This month marks the half-way point in my term as the District 7 Director, so I wanted to report out to you all on what has and hasn't happened, both on a general level and in terms of fulfillment of my campaign promises.
Measure B. The most important news on the general level comes from the wonderful success of Measure B, the Safe Clean Water Measure, winning a stunning 74% of the vote on last November's ballot. This approval level becomes either the highest or one of the highest ever for a Santa Clara County property tax. Measure B will help accelerate our efforts to prepare our reservoirs for earthquakes, to provide resiliency against flooding, and to kickstart significant increases in the District's environmental restoration programs. I became heavily involved in increasing environmental funding and accountability in the measure as well as supporting it to the public, and several of my colleagues thanked me for all my work.
The vast majority of environmentalists who took positions on Measure B ended up supporting it, while a few opposed it. Opposition came from disappointment in how funding was handled in prior years. I believe those problems are fixed in the new Safe Clean Water program as well as getting more funding, and I look forward to working with the environmental community in getting funding happening right away.
Turnover in the Board of Directors. For a board that had the same directors during such a long time, the past few years resulted in tremendous turnover. Of the seven directors who served prior to the November 2010 election, five will soon be replaced. While experience is valuable, so is turnover. I think we as new members of the Board will bring a great deal of benefit to the District, as well as a "reset" opportunity where needed for some parts of community relations. I welcome incoming Board Directors Nai Hsueh and Barbara Keegan, and salute all of the directors who left or will soon be leaving for their years of service.

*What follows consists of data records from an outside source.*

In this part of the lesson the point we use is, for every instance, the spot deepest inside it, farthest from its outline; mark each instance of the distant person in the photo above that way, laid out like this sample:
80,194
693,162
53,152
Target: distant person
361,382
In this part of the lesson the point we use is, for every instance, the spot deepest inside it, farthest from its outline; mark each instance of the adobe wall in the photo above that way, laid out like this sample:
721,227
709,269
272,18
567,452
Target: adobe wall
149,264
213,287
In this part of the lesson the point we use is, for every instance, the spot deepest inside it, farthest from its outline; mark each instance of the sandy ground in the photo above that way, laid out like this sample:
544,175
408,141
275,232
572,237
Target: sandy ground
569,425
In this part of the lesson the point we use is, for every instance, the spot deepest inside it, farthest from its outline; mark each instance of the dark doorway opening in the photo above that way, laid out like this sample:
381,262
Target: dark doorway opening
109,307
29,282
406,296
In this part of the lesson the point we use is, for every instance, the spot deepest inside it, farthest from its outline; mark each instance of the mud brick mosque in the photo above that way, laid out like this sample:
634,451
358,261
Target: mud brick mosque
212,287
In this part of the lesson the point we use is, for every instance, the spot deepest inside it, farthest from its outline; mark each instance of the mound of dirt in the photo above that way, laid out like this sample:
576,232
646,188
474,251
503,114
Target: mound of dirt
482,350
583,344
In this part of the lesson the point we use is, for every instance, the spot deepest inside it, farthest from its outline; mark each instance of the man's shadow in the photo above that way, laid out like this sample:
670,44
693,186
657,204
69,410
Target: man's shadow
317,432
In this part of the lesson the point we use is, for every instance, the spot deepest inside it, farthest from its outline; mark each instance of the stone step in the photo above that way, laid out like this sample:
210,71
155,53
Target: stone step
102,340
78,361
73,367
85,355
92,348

In related news, Director Gage was just elected mayor of Gilroy and will be leaving us. I expect we will accept applications for a replacement in early January and appoint someone by the end of the month. Obviously this will be an important decision, and I believe there are wide opportunities for anyone with strong connections to District 1 and with water-related experience.
My campaign promised to work on three major changes: more public involvement, greater emphasis on the environment, and increased action on mercury contamination of our watershed.

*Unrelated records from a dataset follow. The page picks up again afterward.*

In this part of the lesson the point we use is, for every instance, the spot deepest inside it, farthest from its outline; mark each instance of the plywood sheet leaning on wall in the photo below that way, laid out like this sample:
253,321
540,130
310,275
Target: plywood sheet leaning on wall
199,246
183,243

More public involvement. We made significant progress in public involvement and public trust, as can be seen by competitive elections and widespread support for Measure B. More specifically, I chaired a special committee of Board directors to revamp the rules for citizen advisory committees, giving them greater flexibility to operate and to set their own agendas. We held more evening meetings in 2011, and I hope to do even more in upcoming years.

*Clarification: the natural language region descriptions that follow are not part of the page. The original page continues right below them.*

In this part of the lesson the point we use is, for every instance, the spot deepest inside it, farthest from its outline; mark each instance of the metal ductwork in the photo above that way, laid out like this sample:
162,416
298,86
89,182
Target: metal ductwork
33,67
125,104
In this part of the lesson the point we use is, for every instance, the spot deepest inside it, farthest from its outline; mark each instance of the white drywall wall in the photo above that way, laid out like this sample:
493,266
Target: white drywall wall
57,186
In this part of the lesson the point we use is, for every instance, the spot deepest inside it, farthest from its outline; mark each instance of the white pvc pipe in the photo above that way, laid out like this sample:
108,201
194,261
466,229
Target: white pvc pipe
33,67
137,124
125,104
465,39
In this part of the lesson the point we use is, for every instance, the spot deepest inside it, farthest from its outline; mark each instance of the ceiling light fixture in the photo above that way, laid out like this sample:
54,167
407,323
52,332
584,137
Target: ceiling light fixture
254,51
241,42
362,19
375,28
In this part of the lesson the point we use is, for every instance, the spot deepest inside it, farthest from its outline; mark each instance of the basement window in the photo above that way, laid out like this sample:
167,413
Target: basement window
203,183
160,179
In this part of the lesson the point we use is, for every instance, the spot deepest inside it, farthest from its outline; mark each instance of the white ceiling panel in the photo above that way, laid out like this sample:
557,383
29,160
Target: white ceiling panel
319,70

More environmental emphasis. We see this in the passage of Measure B, where I successfully lobbied my colleagues to increase funding for Shoreline protection from sea level rise and more money for fish habitat improvements. The District also adopted a policy of becoming carbon-neutral by 2020, an ambitious target that I plan to do all I can to make happen. I've been involved in many other environmental efforts at the District as well - you can see some of them in the 70-plus blog posts and Facebook updates that I've done, also part of getting more public involvement and transparency.
Increased action on mercury. A lot has happened in this area, with the District continuing mercury remediation efforts in reservoirs and wrapping up removal of mercury contaminated mine tailings in the Jacques Gulch area. The District has also started planning on how to separate Alamitos Creek from Almaden Lake, a crucial issue in dealing with mercury, and Measure B includes more funding to address this issue.
I still want to see legislative action on getting mercury producers to pay for cleanups or participate in taking mercury out of the environment, but meanwhile I think we've made some significant progress.
I expect we'll have a lot to do with implementing Measure B, renovating the biggest of our three water treatment plants, dealing with old dams, managing water imports from the Sacramento Delta, and revising the state-level enabling legislation for the District. I remain interested in reducing the total number of directors from seven to five, in making the Board more like a typical city council in terms of pay and time commitment, and in improving the election process.
I also plan to keep my commitment of no more than two terms on the Board. Sometime about a year from now, I will start to think about whether I should run for re-election, and if I do, then I can guarantee you'll be hearing from me!
In the meantime, I wish everyone a Happy Holiday season as we look forward to 2013.